Stress-induced tyrosine phosphorylation of RtcB modulates IRE1 activity and signaling outputs

ER stress is mediated by three sensors and the most evolutionary conserved IRE1 alpha signals through its cytosolic kinase and endoribonuclease (RNase) activities. IRE1 alpha RNase activity can either catalyze the initial step of XBP1 mRNA unconventional splicing or degrade a number of RNAs through regulated IRE1-dependent decay. Until now, the biochemical and biological outputs of IRE1 alpha RNase activity have been well documented; however, the precise mechanisms controlling whether IRE1 alpha signaling is adaptive or pro-death (terminal) remain unclear.

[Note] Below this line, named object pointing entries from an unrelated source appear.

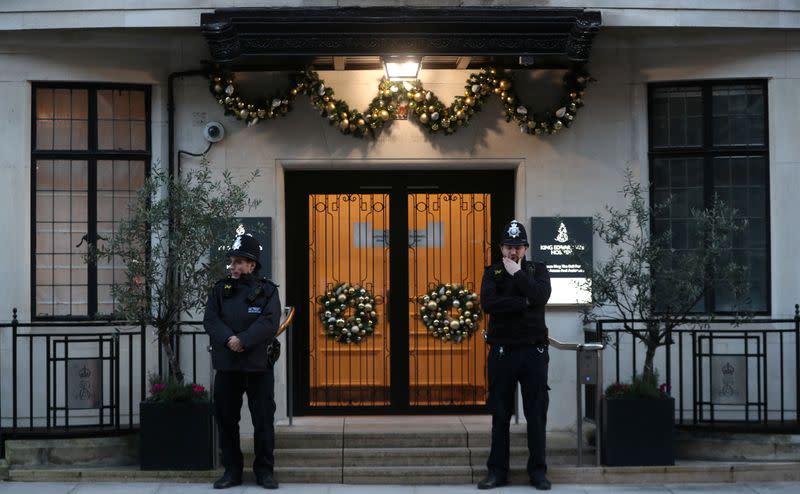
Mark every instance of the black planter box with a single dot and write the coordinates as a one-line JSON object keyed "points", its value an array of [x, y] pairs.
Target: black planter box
{"points": [[175, 436], [638, 432]]}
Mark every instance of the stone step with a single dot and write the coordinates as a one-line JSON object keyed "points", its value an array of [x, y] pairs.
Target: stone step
{"points": [[683, 472], [736, 446], [408, 475], [94, 451], [354, 457]]}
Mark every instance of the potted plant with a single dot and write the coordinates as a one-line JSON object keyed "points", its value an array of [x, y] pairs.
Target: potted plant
{"points": [[653, 288], [638, 424], [175, 427], [167, 243]]}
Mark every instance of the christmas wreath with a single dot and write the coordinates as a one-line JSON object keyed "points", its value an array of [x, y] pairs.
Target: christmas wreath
{"points": [[348, 328], [436, 312]]}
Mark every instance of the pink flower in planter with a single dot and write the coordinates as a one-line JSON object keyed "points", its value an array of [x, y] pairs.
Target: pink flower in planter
{"points": [[157, 387]]}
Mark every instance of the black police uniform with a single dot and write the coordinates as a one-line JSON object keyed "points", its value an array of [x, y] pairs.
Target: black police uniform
{"points": [[519, 353], [248, 308]]}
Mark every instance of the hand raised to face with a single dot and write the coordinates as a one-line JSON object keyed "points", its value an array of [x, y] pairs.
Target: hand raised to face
{"points": [[512, 266]]}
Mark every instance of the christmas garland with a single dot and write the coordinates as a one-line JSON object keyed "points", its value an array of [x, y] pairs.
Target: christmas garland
{"points": [[435, 312], [429, 111], [353, 328]]}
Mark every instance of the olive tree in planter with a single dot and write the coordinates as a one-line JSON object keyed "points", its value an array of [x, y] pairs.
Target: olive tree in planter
{"points": [[653, 288], [165, 241]]}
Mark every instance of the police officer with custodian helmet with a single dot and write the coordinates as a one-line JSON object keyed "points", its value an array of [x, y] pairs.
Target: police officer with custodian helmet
{"points": [[514, 292], [242, 318]]}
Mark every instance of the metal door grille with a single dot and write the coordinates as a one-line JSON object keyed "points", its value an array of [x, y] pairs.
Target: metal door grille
{"points": [[449, 243], [348, 243]]}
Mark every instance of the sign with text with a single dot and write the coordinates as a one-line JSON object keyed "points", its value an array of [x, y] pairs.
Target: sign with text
{"points": [[728, 379], [556, 241], [84, 378], [365, 236]]}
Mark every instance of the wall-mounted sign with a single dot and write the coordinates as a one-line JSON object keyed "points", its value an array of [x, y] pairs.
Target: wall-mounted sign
{"points": [[556, 241], [728, 379], [84, 383], [365, 236]]}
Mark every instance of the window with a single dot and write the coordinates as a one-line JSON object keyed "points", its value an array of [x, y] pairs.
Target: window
{"points": [[710, 139], [90, 154]]}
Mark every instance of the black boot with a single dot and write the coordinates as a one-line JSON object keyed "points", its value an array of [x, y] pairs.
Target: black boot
{"points": [[266, 480], [227, 480], [541, 483], [491, 481]]}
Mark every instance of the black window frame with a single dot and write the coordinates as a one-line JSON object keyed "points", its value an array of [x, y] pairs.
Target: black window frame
{"points": [[708, 152], [92, 154]]}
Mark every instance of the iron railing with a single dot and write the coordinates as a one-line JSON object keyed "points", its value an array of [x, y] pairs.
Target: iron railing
{"points": [[88, 377], [724, 375]]}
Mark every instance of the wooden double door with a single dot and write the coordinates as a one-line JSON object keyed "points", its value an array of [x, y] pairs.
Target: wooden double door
{"points": [[364, 249]]}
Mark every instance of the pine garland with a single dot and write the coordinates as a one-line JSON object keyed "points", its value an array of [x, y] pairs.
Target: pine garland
{"points": [[429, 111]]}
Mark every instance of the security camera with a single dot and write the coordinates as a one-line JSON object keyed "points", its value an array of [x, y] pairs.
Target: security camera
{"points": [[214, 132]]}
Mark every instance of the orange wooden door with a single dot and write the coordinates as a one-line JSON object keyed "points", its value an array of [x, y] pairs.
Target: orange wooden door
{"points": [[449, 245], [348, 250]]}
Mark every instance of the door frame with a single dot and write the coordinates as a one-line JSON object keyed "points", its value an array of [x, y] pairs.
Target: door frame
{"points": [[398, 184]]}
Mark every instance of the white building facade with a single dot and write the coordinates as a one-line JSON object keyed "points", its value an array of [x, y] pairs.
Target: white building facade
{"points": [[681, 92]]}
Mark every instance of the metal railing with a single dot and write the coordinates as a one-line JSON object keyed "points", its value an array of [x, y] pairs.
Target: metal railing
{"points": [[588, 371], [726, 375], [88, 377]]}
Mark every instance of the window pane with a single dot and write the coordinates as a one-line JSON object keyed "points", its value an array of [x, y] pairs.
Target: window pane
{"points": [[677, 118], [61, 224], [738, 115], [61, 121], [121, 120], [746, 193]]}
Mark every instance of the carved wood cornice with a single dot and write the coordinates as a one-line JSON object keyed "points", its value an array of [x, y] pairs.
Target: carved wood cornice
{"points": [[294, 36]]}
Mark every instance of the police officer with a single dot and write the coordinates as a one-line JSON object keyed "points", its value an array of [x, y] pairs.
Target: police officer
{"points": [[514, 293], [242, 318]]}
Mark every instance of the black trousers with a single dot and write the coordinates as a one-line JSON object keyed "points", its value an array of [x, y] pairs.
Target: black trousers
{"points": [[228, 390], [527, 365]]}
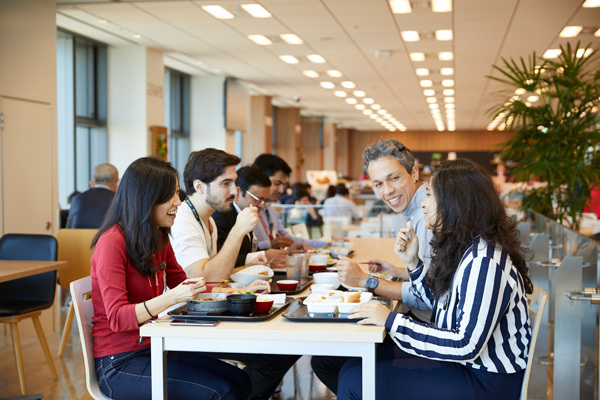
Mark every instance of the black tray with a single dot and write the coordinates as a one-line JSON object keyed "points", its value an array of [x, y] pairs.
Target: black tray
{"points": [[301, 286], [183, 313], [299, 313]]}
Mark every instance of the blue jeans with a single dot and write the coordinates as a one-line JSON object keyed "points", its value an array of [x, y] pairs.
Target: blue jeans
{"points": [[403, 376], [190, 375]]}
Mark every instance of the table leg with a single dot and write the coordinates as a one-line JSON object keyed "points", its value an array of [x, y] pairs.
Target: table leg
{"points": [[368, 364], [158, 368]]}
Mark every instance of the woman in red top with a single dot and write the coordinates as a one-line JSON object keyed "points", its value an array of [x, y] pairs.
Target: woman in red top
{"points": [[132, 264]]}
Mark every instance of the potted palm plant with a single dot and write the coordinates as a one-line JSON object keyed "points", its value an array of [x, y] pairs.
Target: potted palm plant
{"points": [[552, 109]]}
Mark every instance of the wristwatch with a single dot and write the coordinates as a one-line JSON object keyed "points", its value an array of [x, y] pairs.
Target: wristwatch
{"points": [[371, 283]]}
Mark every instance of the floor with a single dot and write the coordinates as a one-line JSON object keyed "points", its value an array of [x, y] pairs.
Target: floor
{"points": [[71, 380]]}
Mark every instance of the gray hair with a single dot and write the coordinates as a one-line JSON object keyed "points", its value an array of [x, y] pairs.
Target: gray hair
{"points": [[105, 174], [388, 148]]}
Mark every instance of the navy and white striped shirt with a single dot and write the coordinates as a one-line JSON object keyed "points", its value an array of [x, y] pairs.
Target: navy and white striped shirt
{"points": [[483, 322]]}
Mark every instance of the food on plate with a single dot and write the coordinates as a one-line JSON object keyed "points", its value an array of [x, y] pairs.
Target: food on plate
{"points": [[351, 297]]}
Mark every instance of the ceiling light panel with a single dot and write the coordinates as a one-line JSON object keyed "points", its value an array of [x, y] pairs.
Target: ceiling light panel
{"points": [[256, 10]]}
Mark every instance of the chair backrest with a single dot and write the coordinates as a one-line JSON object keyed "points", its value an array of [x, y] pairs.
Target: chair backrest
{"points": [[18, 246], [74, 247], [84, 311], [537, 303]]}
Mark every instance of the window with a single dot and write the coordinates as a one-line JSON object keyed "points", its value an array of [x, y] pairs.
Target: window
{"points": [[81, 110], [177, 117]]}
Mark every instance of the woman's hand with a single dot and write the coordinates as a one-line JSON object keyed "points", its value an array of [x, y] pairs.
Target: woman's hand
{"points": [[350, 273], [188, 289], [258, 286], [407, 246], [373, 314]]}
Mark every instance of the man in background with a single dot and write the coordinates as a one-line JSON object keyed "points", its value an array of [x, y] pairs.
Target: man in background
{"points": [[88, 208]]}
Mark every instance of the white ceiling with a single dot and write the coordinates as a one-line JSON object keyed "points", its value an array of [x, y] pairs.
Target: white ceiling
{"points": [[347, 33]]}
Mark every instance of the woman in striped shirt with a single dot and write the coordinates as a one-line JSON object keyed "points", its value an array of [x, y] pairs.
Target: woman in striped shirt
{"points": [[477, 343]]}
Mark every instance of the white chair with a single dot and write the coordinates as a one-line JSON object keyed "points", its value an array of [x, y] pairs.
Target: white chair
{"points": [[537, 303], [84, 310]]}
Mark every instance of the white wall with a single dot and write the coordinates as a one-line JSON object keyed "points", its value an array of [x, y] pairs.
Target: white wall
{"points": [[207, 118]]}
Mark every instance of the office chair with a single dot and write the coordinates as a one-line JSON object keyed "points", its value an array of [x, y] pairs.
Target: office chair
{"points": [[27, 297]]}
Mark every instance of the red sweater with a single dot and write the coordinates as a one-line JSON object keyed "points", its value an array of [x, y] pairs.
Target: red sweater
{"points": [[117, 287]]}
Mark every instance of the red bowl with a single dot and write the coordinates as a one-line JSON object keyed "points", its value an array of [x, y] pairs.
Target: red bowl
{"points": [[317, 267], [287, 285], [263, 307]]}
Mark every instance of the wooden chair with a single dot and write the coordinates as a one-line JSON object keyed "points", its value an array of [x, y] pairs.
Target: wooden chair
{"points": [[28, 297], [73, 247], [537, 303], [84, 310]]}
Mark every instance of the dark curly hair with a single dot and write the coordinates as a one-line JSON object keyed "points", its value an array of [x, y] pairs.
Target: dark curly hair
{"points": [[468, 205]]}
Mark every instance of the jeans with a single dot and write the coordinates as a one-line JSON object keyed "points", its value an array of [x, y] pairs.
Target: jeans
{"points": [[190, 375], [400, 375]]}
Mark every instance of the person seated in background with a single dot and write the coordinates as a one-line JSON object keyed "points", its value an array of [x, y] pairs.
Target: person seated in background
{"points": [[132, 264], [305, 213], [477, 343], [340, 204], [254, 188], [88, 208], [270, 232]]}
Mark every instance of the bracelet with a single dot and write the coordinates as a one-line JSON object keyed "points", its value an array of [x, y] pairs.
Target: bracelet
{"points": [[148, 311]]}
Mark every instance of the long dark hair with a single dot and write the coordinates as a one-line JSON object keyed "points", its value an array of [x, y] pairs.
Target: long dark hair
{"points": [[468, 205], [146, 183]]}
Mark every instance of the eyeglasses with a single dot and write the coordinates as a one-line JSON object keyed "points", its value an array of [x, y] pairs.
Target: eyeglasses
{"points": [[264, 203]]}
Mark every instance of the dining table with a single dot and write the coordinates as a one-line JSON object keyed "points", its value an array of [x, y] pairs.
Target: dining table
{"points": [[15, 269], [276, 335]]}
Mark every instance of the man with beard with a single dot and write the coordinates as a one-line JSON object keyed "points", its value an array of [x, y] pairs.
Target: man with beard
{"points": [[209, 177]]}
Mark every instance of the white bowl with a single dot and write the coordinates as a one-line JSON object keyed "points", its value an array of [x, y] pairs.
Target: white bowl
{"points": [[330, 278], [323, 287], [250, 274]]}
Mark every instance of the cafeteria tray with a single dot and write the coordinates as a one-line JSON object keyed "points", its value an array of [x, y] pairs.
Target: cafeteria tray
{"points": [[183, 313], [301, 287]]}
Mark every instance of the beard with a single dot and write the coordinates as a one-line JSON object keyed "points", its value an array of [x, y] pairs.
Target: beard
{"points": [[217, 204]]}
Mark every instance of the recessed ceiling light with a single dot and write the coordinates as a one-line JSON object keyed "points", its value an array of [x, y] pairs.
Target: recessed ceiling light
{"points": [[256, 10], [441, 5], [290, 38], [552, 53], [443, 34], [400, 6], [327, 85], [289, 59], [570, 31], [445, 55], [583, 52], [417, 56], [261, 40], [311, 74], [410, 36], [315, 58], [218, 12], [591, 3]]}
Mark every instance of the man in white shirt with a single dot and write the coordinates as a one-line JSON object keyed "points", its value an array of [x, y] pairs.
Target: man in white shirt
{"points": [[209, 177]]}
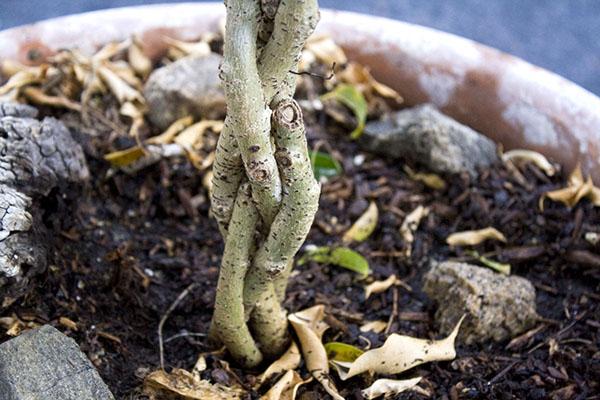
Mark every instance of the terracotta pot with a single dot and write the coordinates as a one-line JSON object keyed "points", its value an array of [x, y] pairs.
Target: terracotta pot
{"points": [[507, 99]]}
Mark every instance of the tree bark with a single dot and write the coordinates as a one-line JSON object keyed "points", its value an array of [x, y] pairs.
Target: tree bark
{"points": [[36, 156]]}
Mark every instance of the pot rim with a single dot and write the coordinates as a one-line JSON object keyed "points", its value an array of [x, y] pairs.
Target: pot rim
{"points": [[507, 99]]}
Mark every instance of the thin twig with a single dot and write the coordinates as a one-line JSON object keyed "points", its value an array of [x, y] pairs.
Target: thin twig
{"points": [[184, 334], [394, 310], [164, 318], [325, 78]]}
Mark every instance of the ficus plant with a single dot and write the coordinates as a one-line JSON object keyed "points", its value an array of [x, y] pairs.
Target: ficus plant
{"points": [[264, 194]]}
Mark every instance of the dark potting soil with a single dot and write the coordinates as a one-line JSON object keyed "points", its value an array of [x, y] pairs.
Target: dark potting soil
{"points": [[124, 247]]}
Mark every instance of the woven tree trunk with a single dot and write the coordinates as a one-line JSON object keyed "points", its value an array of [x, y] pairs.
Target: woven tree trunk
{"points": [[264, 194]]}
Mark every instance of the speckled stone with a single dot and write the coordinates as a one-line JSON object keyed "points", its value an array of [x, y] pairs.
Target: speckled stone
{"points": [[426, 136], [189, 86], [44, 364], [498, 307]]}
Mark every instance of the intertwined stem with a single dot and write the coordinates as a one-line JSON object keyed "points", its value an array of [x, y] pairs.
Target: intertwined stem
{"points": [[263, 142]]}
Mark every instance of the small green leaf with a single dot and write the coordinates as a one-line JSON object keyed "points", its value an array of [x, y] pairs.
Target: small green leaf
{"points": [[340, 256], [496, 266], [123, 158], [352, 98], [324, 166], [342, 352]]}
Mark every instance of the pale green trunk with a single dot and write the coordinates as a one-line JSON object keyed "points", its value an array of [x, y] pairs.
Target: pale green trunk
{"points": [[263, 142]]}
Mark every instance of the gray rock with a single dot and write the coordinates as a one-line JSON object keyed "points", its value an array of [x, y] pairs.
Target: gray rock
{"points": [[35, 157], [44, 364], [425, 135], [498, 307], [189, 86]]}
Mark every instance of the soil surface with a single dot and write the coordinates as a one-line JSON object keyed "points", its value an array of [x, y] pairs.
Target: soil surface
{"points": [[125, 246]]}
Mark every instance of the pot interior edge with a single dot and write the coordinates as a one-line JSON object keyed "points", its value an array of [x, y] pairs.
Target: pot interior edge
{"points": [[505, 98]]}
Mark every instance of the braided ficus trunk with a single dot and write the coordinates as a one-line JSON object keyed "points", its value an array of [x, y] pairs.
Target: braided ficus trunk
{"points": [[264, 194]]}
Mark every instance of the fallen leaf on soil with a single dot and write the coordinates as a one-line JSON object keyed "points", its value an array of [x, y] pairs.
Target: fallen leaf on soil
{"points": [[68, 323], [290, 360], [160, 385], [15, 326], [324, 165], [577, 188], [400, 353], [360, 76], [389, 387], [380, 286], [136, 113], [169, 134], [374, 326], [472, 238], [531, 156], [409, 227], [340, 256], [119, 88], [309, 327], [352, 98], [38, 97], [27, 76], [134, 159], [326, 50], [192, 136], [430, 180], [179, 49], [141, 64], [342, 352], [285, 388], [364, 225], [122, 158], [495, 265]]}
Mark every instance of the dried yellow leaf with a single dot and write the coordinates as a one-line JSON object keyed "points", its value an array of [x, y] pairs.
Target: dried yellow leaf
{"points": [[290, 360], [386, 387], [309, 327], [472, 238], [531, 156], [119, 87], [68, 323], [37, 96], [577, 189], [400, 353], [185, 384], [122, 158], [374, 326], [364, 225], [285, 388], [410, 225], [141, 64]]}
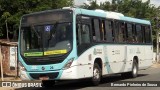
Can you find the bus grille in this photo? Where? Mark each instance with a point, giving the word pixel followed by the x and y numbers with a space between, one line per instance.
pixel 50 75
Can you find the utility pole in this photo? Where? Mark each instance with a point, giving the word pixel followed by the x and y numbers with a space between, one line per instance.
pixel 157 35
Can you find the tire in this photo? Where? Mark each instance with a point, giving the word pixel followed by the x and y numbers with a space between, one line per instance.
pixel 134 72
pixel 96 75
pixel 48 83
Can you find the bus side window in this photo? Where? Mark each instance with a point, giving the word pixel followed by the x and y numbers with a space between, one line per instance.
pixel 96 30
pixel 139 34
pixel 147 34
pixel 109 31
pixel 78 37
pixel 130 37
pixel 121 32
pixel 85 33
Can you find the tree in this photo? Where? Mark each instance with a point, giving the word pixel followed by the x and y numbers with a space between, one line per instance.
pixel 12 11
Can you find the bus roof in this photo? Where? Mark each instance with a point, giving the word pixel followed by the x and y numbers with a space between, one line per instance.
pixel 110 15
pixel 99 13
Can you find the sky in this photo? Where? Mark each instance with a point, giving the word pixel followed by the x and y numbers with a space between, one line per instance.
pixel 80 2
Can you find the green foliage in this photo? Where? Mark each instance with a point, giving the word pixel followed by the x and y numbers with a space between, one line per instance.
pixel 12 10
pixel 131 8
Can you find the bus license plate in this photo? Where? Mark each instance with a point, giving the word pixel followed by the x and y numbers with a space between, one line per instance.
pixel 44 78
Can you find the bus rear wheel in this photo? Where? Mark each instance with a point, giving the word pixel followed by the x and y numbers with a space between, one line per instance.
pixel 96 75
pixel 48 83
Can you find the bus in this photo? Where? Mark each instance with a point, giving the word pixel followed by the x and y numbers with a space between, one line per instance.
pixel 76 43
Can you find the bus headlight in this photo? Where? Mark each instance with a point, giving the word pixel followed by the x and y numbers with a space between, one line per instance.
pixel 21 67
pixel 68 64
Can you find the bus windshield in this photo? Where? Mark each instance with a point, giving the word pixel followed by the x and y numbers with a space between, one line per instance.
pixel 46 38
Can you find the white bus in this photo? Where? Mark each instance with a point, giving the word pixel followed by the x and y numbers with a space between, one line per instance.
pixel 75 43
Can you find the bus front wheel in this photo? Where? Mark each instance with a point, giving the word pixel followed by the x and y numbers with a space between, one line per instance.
pixel 134 72
pixel 96 74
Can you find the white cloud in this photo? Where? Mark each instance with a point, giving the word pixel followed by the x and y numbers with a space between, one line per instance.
pixel 80 2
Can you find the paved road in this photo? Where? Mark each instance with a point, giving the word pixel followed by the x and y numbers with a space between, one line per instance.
pixel 151 74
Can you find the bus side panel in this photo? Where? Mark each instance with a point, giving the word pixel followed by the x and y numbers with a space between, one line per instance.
pixel 116 58
pixel 148 58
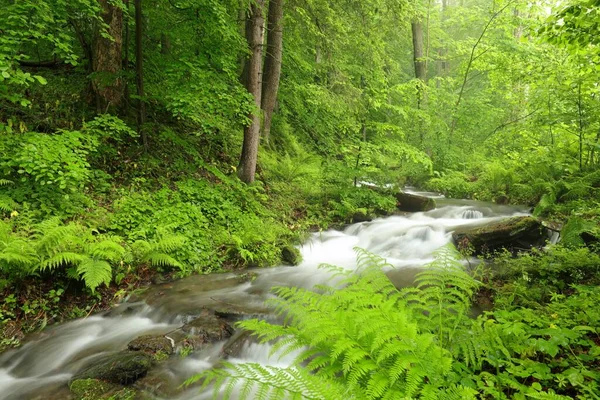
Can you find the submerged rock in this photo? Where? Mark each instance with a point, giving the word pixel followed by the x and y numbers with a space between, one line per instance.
pixel 151 344
pixel 514 233
pixel 234 346
pixel 206 329
pixel 414 203
pixel 121 368
pixel 94 389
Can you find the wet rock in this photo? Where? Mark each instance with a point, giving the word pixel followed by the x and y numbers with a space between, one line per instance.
pixel 235 312
pixel 290 255
pixel 360 217
pixel 247 277
pixel 208 328
pixel 94 389
pixel 235 344
pixel 414 203
pixel 151 344
pixel 159 384
pixel 513 234
pixel 122 368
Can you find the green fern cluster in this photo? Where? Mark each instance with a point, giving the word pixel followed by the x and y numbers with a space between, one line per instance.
pixel 361 338
pixel 80 252
pixel 361 334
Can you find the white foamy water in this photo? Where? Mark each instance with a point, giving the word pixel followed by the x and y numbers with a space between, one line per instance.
pixel 407 242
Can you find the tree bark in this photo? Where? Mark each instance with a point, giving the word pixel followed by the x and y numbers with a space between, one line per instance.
pixel 255 36
pixel 272 71
pixel 165 44
pixel 419 60
pixel 139 72
pixel 106 58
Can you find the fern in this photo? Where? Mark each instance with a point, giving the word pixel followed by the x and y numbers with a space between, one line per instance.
pixel 94 272
pixel 254 381
pixel 572 230
pixel 158 251
pixel 7 204
pixel 442 298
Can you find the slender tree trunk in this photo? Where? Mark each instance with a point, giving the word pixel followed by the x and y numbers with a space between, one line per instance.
pixel 418 50
pixel 420 70
pixel 165 44
pixel 255 36
pixel 581 125
pixel 272 72
pixel 106 60
pixel 472 58
pixel 139 72
pixel 242 22
pixel 126 44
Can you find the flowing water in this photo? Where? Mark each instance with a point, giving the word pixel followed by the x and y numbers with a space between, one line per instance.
pixel 42 368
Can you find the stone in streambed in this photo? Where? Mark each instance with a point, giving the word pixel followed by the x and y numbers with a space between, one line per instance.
pixel 514 233
pixel 206 329
pixel 151 344
pixel 290 255
pixel 121 368
pixel 414 203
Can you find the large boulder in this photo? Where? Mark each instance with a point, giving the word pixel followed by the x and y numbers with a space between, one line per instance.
pixel 516 233
pixel 151 344
pixel 413 202
pixel 206 329
pixel 121 368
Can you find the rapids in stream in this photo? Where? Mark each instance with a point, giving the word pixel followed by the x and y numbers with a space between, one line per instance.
pixel 41 368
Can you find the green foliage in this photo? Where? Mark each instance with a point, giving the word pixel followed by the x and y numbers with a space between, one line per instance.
pixel 362 338
pixel 74 251
pixel 49 171
pixel 452 183
pixel 532 278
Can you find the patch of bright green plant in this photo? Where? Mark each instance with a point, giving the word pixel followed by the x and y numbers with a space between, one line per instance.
pixel 362 338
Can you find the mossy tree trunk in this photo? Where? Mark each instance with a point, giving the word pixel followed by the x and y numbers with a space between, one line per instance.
pixel 252 80
pixel 106 58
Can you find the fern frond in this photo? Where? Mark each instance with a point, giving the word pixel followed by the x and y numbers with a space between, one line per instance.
pixel 107 249
pixel 571 232
pixel 254 381
pixel 61 259
pixel 7 204
pixel 158 259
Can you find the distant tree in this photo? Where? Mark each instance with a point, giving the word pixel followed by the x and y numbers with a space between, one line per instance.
pixel 252 81
pixel 107 49
pixel 272 73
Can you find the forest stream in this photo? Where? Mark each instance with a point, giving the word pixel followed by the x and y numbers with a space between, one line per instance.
pixel 42 368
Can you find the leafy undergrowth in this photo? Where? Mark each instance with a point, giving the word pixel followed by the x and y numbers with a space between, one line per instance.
pixel 364 339
pixel 87 231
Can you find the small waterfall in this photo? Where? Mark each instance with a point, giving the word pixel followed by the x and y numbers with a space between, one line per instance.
pixel 471 214
pixel 407 242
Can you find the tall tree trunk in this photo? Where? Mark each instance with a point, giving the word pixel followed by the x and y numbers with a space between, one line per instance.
pixel 420 69
pixel 106 59
pixel 126 44
pixel 419 54
pixel 165 44
pixel 139 72
pixel 255 36
pixel 272 72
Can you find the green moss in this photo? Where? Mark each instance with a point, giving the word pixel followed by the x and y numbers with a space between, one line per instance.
pixel 291 255
pixel 90 389
pixel 160 356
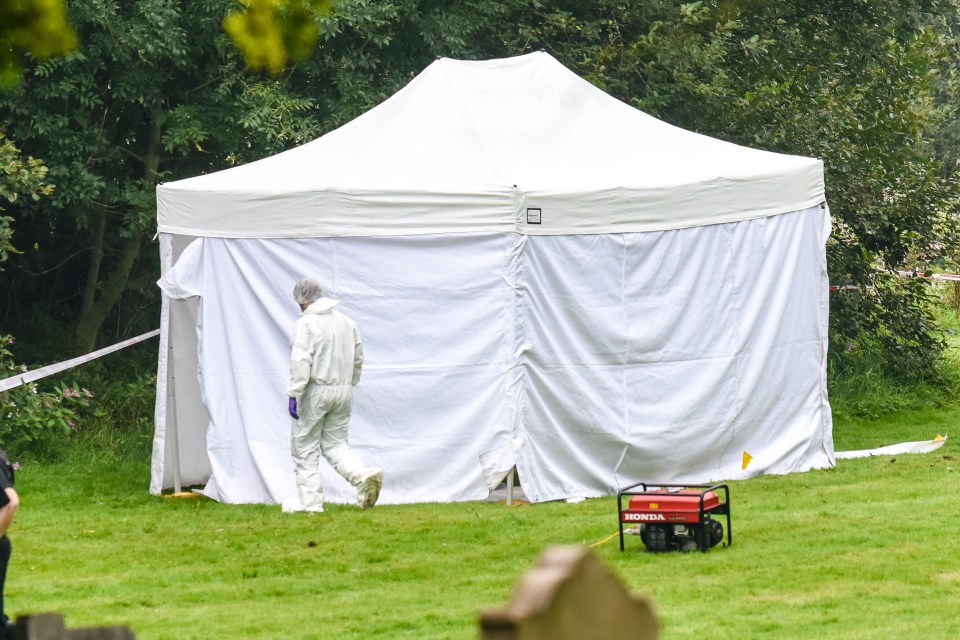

We investigated those mechanisms and hypothesized that XBP1 mRNA splicing and regulated IRE1-dependent decay activity could be co-regulated by the IRE1 alpha RNase regulatory network. We identified that RtcB, the tRNA ligase responsible for XBP1 mRNA splicing, is tyrosine-phosphorylated by c-Abl and dephosphorylated by PTP1B. Moreover, we show that the phosphorylation of RtcB at Y306 perturbs RtcB interaction with IRE1 alpha, thereby attenuating XBP1 mRNA splicing. Our results demonstrate that the IRE1 alpha RNase regulatory network is dynamically finetuned by tyrosine kinases and phosphatases upon various stresses and that the extent of RtcB tyrosine phosphorylation determines cell adaptive or death outputs.